For employment lawyers and HR professionals, it’s "old" news that overtime lawsuits are a major concern.  Business Week picks up on that trend in next week’s Cover Story entitled: "Wage Wars: Does your Boss Owe You Overtime"

According to the article:

No one tracks precise figures, but lawyers on both sides estimate that over the last few years companies have collectively paid out more than $1 billion annually to resolve these claims, which are usually brought on behalf of large groups of employees.

Yes, you read that right. A BILLION dollars. 

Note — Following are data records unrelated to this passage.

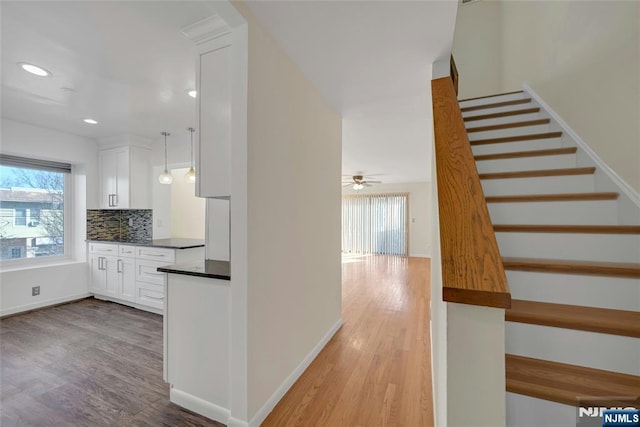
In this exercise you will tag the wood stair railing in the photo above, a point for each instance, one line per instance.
(592, 268)
(472, 271)
(606, 321)
(518, 138)
(564, 383)
(503, 114)
(496, 105)
(533, 153)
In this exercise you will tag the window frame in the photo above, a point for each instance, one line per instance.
(68, 236)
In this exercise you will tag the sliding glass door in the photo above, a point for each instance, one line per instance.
(375, 224)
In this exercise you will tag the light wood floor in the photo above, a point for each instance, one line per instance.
(376, 371)
(89, 363)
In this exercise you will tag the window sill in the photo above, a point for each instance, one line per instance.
(33, 266)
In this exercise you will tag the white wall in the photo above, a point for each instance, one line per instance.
(582, 58)
(293, 225)
(477, 48)
(420, 224)
(63, 282)
(187, 210)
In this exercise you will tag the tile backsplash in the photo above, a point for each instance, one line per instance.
(109, 224)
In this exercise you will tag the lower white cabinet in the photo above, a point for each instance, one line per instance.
(129, 274)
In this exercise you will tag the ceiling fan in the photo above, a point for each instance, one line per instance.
(358, 181)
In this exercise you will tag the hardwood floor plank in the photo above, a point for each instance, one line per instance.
(88, 363)
(376, 368)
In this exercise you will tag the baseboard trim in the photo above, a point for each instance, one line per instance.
(419, 256)
(43, 304)
(199, 406)
(266, 409)
(622, 184)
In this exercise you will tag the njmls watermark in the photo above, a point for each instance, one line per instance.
(610, 411)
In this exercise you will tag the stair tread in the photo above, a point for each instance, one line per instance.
(503, 114)
(594, 268)
(509, 125)
(539, 173)
(587, 229)
(602, 320)
(517, 138)
(496, 105)
(570, 384)
(490, 96)
(564, 197)
(534, 153)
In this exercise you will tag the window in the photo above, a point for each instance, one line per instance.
(15, 252)
(34, 221)
(20, 217)
(375, 224)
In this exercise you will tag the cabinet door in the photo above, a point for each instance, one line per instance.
(98, 275)
(111, 265)
(122, 178)
(127, 279)
(107, 165)
(213, 131)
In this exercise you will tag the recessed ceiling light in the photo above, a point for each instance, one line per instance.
(34, 69)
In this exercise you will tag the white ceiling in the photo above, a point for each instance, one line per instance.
(129, 66)
(126, 62)
(372, 59)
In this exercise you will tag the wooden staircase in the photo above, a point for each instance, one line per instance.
(571, 254)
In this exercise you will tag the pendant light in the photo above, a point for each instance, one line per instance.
(165, 177)
(190, 177)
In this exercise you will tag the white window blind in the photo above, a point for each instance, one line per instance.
(375, 224)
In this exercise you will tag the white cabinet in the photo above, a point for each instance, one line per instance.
(125, 178)
(213, 130)
(111, 275)
(129, 274)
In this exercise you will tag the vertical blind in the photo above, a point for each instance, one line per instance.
(375, 224)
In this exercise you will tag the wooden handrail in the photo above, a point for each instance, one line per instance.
(472, 270)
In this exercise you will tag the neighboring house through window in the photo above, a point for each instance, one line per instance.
(34, 201)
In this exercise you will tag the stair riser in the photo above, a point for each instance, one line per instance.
(599, 212)
(616, 293)
(589, 349)
(539, 185)
(579, 247)
(526, 411)
(527, 163)
(484, 111)
(502, 133)
(511, 147)
(503, 120)
(491, 100)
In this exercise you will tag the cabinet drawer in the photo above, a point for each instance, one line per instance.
(167, 256)
(150, 295)
(103, 248)
(147, 271)
(126, 251)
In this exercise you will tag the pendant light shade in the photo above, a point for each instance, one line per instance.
(165, 177)
(190, 177)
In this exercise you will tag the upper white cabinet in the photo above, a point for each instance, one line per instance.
(213, 129)
(125, 178)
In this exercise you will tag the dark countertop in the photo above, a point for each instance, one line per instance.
(171, 243)
(207, 268)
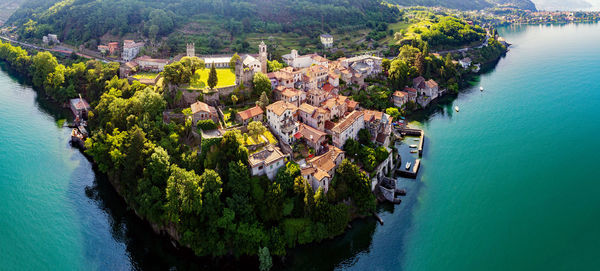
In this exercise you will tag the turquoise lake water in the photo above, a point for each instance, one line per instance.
(510, 182)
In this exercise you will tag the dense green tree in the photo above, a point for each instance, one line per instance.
(261, 84)
(264, 258)
(350, 182)
(400, 73)
(43, 63)
(233, 61)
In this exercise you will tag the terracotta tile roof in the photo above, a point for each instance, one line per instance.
(326, 161)
(431, 83)
(371, 115)
(288, 92)
(311, 134)
(307, 108)
(319, 58)
(417, 81)
(351, 104)
(250, 113)
(321, 174)
(267, 156)
(410, 90)
(400, 93)
(347, 122)
(333, 102)
(280, 107)
(329, 125)
(328, 87)
(200, 107)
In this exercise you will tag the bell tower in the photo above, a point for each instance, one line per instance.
(262, 56)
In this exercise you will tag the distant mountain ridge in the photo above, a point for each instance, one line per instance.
(563, 4)
(469, 4)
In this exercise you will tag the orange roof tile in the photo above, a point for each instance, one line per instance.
(250, 113)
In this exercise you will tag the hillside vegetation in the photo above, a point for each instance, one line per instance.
(468, 4)
(213, 25)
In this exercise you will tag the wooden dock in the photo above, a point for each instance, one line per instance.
(412, 172)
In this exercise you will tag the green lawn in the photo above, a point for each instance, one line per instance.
(226, 78)
(145, 75)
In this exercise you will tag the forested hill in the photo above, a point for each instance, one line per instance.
(469, 4)
(77, 21)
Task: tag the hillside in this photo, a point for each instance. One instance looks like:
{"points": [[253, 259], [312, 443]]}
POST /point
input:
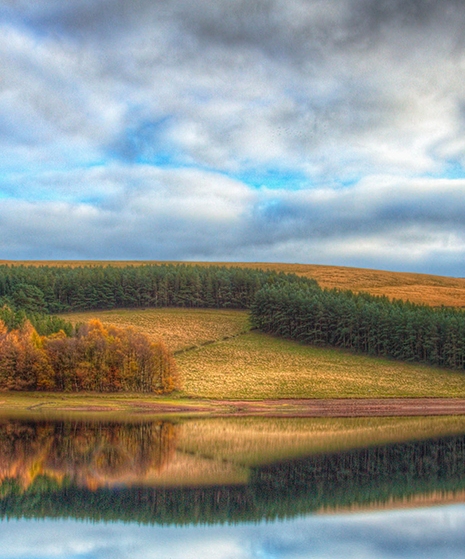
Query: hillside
{"points": [[417, 288], [218, 357]]}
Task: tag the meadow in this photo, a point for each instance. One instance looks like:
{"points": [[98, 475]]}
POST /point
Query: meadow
{"points": [[218, 357], [418, 288]]}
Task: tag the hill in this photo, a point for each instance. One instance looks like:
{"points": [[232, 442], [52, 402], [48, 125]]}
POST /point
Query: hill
{"points": [[417, 288]]}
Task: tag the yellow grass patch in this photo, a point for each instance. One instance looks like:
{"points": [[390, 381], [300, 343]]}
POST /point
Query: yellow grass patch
{"points": [[256, 441], [417, 288], [180, 329], [255, 365]]}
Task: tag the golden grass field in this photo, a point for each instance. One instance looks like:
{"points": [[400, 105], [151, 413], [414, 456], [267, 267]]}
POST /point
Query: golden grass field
{"points": [[223, 360], [219, 358], [417, 288], [180, 329], [256, 365], [256, 441]]}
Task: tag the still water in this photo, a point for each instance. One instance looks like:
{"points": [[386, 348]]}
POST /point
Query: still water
{"points": [[233, 488]]}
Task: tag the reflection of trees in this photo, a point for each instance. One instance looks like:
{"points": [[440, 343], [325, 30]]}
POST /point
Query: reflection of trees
{"points": [[361, 477], [89, 454]]}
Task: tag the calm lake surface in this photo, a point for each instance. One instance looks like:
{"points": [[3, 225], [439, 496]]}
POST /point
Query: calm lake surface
{"points": [[233, 488]]}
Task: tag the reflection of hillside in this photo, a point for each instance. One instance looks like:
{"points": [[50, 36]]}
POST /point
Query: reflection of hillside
{"points": [[133, 473], [85, 454]]}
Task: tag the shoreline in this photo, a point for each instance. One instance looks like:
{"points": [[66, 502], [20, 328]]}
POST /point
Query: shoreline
{"points": [[36, 405]]}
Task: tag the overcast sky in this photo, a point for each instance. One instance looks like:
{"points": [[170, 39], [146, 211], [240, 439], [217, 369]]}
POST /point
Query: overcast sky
{"points": [[313, 131]]}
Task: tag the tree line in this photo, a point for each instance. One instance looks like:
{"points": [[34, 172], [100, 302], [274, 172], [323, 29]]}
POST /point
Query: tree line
{"points": [[94, 358], [55, 289], [281, 304], [362, 323]]}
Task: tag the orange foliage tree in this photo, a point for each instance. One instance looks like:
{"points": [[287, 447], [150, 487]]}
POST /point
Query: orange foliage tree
{"points": [[95, 359]]}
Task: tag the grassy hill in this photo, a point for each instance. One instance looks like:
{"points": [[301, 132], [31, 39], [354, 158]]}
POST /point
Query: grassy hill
{"points": [[219, 357], [417, 288]]}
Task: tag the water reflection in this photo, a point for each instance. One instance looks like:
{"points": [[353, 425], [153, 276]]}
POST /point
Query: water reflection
{"points": [[437, 533], [167, 473]]}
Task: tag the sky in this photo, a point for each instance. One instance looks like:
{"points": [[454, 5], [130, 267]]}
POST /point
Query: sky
{"points": [[310, 131], [435, 533]]}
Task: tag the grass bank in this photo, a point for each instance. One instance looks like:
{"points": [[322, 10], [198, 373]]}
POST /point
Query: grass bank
{"points": [[219, 358]]}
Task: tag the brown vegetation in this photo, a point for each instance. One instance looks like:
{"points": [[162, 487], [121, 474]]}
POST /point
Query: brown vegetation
{"points": [[96, 358], [417, 288]]}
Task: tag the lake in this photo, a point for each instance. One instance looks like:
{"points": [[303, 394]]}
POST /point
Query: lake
{"points": [[232, 488]]}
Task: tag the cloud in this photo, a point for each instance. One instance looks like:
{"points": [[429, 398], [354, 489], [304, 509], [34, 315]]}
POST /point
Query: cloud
{"points": [[413, 534], [341, 125]]}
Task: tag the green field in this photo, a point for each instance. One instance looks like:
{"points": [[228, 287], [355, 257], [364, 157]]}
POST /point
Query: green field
{"points": [[219, 358]]}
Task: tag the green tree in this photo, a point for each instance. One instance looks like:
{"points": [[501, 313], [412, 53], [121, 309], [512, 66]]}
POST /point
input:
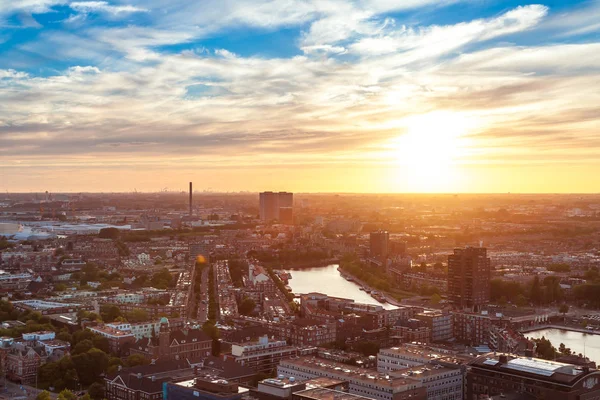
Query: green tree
{"points": [[137, 315], [66, 394], [136, 359], [247, 306], [536, 291], [83, 347], [108, 233], [109, 313], [96, 391], [101, 343], [43, 395]]}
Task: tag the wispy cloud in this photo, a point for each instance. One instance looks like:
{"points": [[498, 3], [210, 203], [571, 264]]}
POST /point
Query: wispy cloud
{"points": [[128, 87], [103, 6]]}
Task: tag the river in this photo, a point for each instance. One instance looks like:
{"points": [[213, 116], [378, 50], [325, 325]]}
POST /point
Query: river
{"points": [[578, 342], [328, 280]]}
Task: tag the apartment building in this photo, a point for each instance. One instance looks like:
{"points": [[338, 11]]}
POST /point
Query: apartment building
{"points": [[361, 382], [262, 355]]}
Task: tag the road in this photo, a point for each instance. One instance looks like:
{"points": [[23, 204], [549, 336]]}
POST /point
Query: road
{"points": [[203, 304], [13, 391]]}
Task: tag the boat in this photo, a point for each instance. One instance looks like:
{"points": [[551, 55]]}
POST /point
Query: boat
{"points": [[379, 297]]}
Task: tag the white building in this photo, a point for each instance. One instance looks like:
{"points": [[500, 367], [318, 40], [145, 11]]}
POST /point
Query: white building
{"points": [[39, 336], [362, 382], [257, 274], [441, 383], [263, 355]]}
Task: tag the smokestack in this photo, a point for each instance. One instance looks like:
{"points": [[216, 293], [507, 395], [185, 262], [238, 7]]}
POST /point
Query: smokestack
{"points": [[190, 199]]}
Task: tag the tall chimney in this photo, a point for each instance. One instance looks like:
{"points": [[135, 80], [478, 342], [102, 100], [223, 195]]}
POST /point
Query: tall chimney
{"points": [[190, 199]]}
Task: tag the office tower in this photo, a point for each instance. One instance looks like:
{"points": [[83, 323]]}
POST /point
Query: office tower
{"points": [[190, 199], [286, 215], [379, 244], [469, 278], [272, 202]]}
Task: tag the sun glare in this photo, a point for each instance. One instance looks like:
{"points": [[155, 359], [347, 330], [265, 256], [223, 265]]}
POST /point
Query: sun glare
{"points": [[429, 149]]}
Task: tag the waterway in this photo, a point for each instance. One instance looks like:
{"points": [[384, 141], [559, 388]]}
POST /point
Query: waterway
{"points": [[328, 280], [579, 342]]}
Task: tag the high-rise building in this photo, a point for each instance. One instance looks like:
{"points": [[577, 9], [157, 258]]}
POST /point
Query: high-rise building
{"points": [[469, 277], [271, 204], [379, 244], [500, 374]]}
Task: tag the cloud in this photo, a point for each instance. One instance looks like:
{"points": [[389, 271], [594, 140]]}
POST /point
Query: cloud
{"points": [[118, 96], [437, 40], [103, 6]]}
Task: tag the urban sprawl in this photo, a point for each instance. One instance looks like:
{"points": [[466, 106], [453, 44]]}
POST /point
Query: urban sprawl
{"points": [[191, 295]]}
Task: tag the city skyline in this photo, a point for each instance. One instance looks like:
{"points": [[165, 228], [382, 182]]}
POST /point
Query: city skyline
{"points": [[301, 96]]}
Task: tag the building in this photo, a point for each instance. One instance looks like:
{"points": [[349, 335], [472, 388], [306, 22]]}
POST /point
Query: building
{"points": [[286, 215], [178, 344], [271, 203], [441, 382], [118, 340], [23, 363], [14, 282], [411, 330], [325, 394], [406, 356], [361, 382], [146, 382], [439, 323], [379, 244], [494, 374], [51, 307], [278, 388], [472, 328], [469, 278], [262, 355], [204, 388], [304, 332]]}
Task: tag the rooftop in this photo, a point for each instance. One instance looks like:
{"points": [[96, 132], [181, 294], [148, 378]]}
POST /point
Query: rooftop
{"points": [[368, 376], [327, 394], [534, 367]]}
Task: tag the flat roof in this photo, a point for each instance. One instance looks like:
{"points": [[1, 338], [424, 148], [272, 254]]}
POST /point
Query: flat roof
{"points": [[327, 394]]}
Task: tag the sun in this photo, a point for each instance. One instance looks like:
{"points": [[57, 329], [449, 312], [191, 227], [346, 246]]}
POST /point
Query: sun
{"points": [[427, 153]]}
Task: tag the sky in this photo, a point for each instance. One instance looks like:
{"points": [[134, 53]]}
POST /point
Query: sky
{"points": [[301, 95]]}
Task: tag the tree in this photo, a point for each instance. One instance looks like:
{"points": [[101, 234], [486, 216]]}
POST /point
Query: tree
{"points": [[137, 315], [536, 291], [108, 233], [544, 349], [96, 391], [67, 395], [521, 301], [83, 347], [44, 395], [564, 349], [136, 359], [247, 306], [109, 313], [101, 343]]}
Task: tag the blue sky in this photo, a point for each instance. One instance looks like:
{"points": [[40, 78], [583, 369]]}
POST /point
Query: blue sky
{"points": [[89, 87]]}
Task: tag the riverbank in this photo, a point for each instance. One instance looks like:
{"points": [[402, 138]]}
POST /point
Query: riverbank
{"points": [[561, 327], [310, 264], [391, 300]]}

Is this estimate true? Who knows.  But considering that the Labor Department estimates that 86 percent of the workforce is subject to overtime rules, that number suggests that there may still be lots of other potential lawsuits out there.  Connecticut has had no shortage of these lawsuits either. 

What’s an employer to do? Clearly, some pro-active steps are always in order. 

  • Audit your exempt employees.  Go over job descriptions and compare that with actual duties.  Sometimes "managers" are just glorified sales workers.
  • Take seriously any complaints by employees about their overtime.  If there is a problem, odds are the complaining employee isn’t the only one with the problem.  And that means the potential for a class action case. 
  • Educate your Human Resource personnel and, even better, your payroll people about the overtime rules.  In particular, even if people are receiving overtime, make sure its calculated correctly.
  • When in doubt, get advice.  These issues never get "better" overtime. If anything, when overtime issues are allowed to fester, the risk for companies increases substantially.  Working with an attorney and payroll personnel to comply with the law with ensure that the little issues don’t turn into big ones. 

We’ll discuss more about wage and hour claims in upcoming posts, but for background on the issue, the Business Week article is a good background piece.